JimWorld Forums: Search Engine Engineering



Posted By: paradoxos ()
Posted On: 09/07/2005 04:35 pm

This may sound crazy, but I think Search Engine Optimizaiton should have an additional classification: Search Engine Engineering.

Often when I work with clients to optimize their pages, I have many limitations to what I can change. BUT if a client brings me in from the beginning, prior to one line of code, we can sit down and build a site that is more than optimized, it is Engineered.

I charge two fees, one for optimization and another for engineering.

I'm sure many of you are as well... to me it is a real value add to be involved in how the page is built, how the site is structured and how the code is written so that it is search engine engineered.


Posted By: g1smd (Moderator)
Posted On: 09/07/2005 05:12 pm

Absolutely. I have just spent some time helping someone with a scripted site, and there were so many things put in the way of spiders and bots. Many things in the design did not help the spiders to acess the site at all.

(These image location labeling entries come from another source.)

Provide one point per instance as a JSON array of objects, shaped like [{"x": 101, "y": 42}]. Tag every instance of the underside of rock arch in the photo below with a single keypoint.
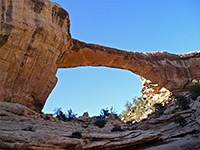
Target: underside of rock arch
[{"x": 35, "y": 41}]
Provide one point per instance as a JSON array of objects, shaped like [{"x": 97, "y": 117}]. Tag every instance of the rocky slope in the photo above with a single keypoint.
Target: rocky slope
[
  {"x": 35, "y": 41},
  {"x": 23, "y": 128}
]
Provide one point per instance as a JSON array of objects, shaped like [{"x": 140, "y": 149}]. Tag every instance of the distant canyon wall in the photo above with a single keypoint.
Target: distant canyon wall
[{"x": 35, "y": 41}]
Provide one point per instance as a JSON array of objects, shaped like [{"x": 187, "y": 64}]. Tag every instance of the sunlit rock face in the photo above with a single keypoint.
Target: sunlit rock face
[{"x": 35, "y": 41}]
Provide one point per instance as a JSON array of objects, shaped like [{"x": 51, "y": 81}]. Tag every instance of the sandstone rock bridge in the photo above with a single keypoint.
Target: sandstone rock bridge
[{"x": 35, "y": 41}]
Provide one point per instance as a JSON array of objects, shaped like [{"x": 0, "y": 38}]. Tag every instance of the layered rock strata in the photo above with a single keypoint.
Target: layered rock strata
[
  {"x": 35, "y": 41},
  {"x": 23, "y": 128}
]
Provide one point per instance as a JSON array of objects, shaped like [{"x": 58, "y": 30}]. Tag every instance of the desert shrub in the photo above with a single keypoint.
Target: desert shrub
[
  {"x": 194, "y": 90},
  {"x": 106, "y": 112},
  {"x": 46, "y": 118},
  {"x": 8, "y": 100},
  {"x": 59, "y": 114},
  {"x": 100, "y": 122},
  {"x": 76, "y": 134},
  {"x": 179, "y": 120},
  {"x": 183, "y": 102},
  {"x": 129, "y": 121},
  {"x": 70, "y": 115},
  {"x": 141, "y": 106},
  {"x": 159, "y": 109},
  {"x": 64, "y": 117},
  {"x": 117, "y": 128},
  {"x": 125, "y": 113}
]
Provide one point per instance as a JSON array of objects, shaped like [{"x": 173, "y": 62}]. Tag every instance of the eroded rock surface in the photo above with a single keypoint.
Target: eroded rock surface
[
  {"x": 23, "y": 128},
  {"x": 35, "y": 41}
]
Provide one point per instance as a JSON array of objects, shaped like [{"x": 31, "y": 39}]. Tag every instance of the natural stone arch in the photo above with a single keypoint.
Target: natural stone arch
[{"x": 35, "y": 41}]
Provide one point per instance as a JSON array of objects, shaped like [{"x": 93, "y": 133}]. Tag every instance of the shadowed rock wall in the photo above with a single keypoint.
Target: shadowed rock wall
[{"x": 35, "y": 41}]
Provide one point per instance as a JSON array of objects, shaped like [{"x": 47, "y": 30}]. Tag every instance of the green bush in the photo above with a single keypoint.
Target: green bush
[
  {"x": 141, "y": 105},
  {"x": 76, "y": 134},
  {"x": 70, "y": 115},
  {"x": 106, "y": 112},
  {"x": 183, "y": 102},
  {"x": 61, "y": 116},
  {"x": 159, "y": 109},
  {"x": 100, "y": 122},
  {"x": 194, "y": 90},
  {"x": 179, "y": 120}
]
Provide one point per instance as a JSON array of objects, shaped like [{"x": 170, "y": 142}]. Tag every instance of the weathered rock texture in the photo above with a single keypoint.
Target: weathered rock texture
[
  {"x": 35, "y": 41},
  {"x": 23, "y": 128}
]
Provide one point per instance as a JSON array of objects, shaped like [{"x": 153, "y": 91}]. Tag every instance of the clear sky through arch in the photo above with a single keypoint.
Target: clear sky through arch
[{"x": 134, "y": 25}]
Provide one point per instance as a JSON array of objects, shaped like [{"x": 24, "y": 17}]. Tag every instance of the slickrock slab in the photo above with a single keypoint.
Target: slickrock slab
[
  {"x": 22, "y": 128},
  {"x": 35, "y": 41}
]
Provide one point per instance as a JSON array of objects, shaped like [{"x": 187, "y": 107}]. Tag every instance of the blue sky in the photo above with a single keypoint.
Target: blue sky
[{"x": 134, "y": 25}]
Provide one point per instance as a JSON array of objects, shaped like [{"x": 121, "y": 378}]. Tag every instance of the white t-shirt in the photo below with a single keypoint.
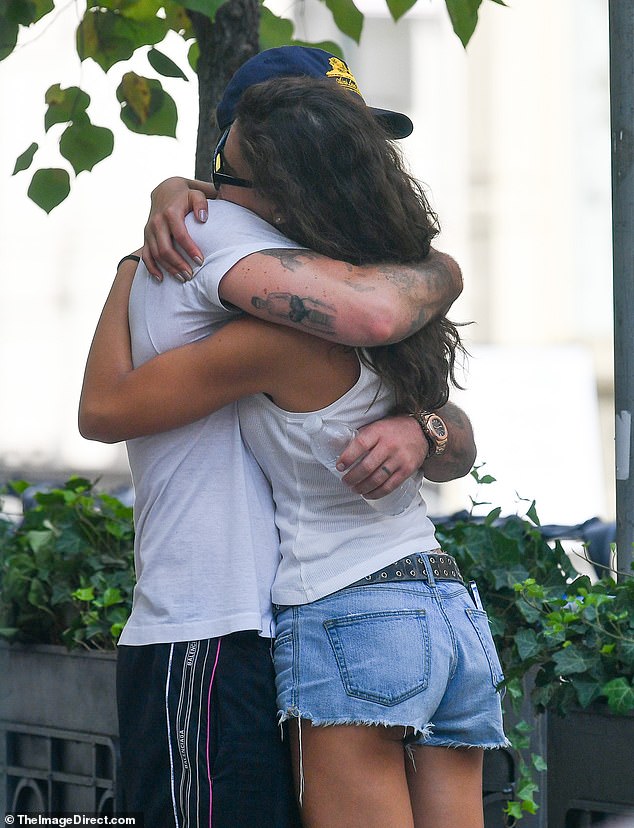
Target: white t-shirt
[
  {"x": 206, "y": 547},
  {"x": 329, "y": 536}
]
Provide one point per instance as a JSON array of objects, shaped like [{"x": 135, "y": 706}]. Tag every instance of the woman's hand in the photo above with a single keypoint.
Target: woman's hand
[
  {"x": 394, "y": 450},
  {"x": 172, "y": 200}
]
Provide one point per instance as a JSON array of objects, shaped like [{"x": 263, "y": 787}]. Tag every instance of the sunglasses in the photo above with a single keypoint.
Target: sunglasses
[{"x": 219, "y": 177}]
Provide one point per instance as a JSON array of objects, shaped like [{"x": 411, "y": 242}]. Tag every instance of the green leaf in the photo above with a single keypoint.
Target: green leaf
[
  {"x": 274, "y": 30},
  {"x": 109, "y": 37},
  {"x": 347, "y": 17},
  {"x": 399, "y": 7},
  {"x": 164, "y": 65},
  {"x": 38, "y": 539},
  {"x": 532, "y": 514},
  {"x": 620, "y": 695},
  {"x": 49, "y": 187},
  {"x": 514, "y": 809},
  {"x": 193, "y": 55},
  {"x": 145, "y": 106},
  {"x": 64, "y": 105},
  {"x": 569, "y": 661},
  {"x": 24, "y": 12},
  {"x": 464, "y": 17},
  {"x": 8, "y": 36},
  {"x": 24, "y": 161},
  {"x": 178, "y": 20},
  {"x": 85, "y": 145},
  {"x": 111, "y": 597},
  {"x": 206, "y": 7},
  {"x": 84, "y": 594},
  {"x": 527, "y": 643}
]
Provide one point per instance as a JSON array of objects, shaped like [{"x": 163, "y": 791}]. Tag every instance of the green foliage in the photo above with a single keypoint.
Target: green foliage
[
  {"x": 112, "y": 31},
  {"x": 49, "y": 187},
  {"x": 66, "y": 568},
  {"x": 67, "y": 578},
  {"x": 585, "y": 639},
  {"x": 145, "y": 106},
  {"x": 570, "y": 642}
]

With a little more thought at the design stage, the site would still have looked just as good, but the URLs to access the content would have been a lot more simple, and consistent; and the site would have been much easier to spider and index too.


Posted By: SportsGuy (Moderator)
Posted On: 09/08/2005 03:49 am

Agreed - now I need to change my resume again to add SEE... wink


Posted By: paradoxos ()
Posted On: 09/08/2005 10:35 am

The important thing is the ability to differentiate with clients. All too often a client will have been 'pitched' SEO services but they end up only editing meta data or other trival seo changes. Now professionals can say, "we're talking more than just seo, we are talking about engineering your pages from ground up to succeed on search engines." It's a totally different conversation.

SEE is a different conversation that says, "ok do you want me to optimize what you've got or do you want to engineer these pages. Engineered pages will significantly outperform optimized pages. The choice is yours.)


Posted By: SportsGuy (Moderator)
Posted On: 09/09/2005 04:53 am

The important thing is the ability to differentiate with clients. All too often a client will have been 'pitched' SEO services but they end up only editing meta data or other trival seo changes. Now professionals can say, "we're talking more than just seo, we are talking about engineering your pages from ground up to succeed on search engines." It's a totally different conversation.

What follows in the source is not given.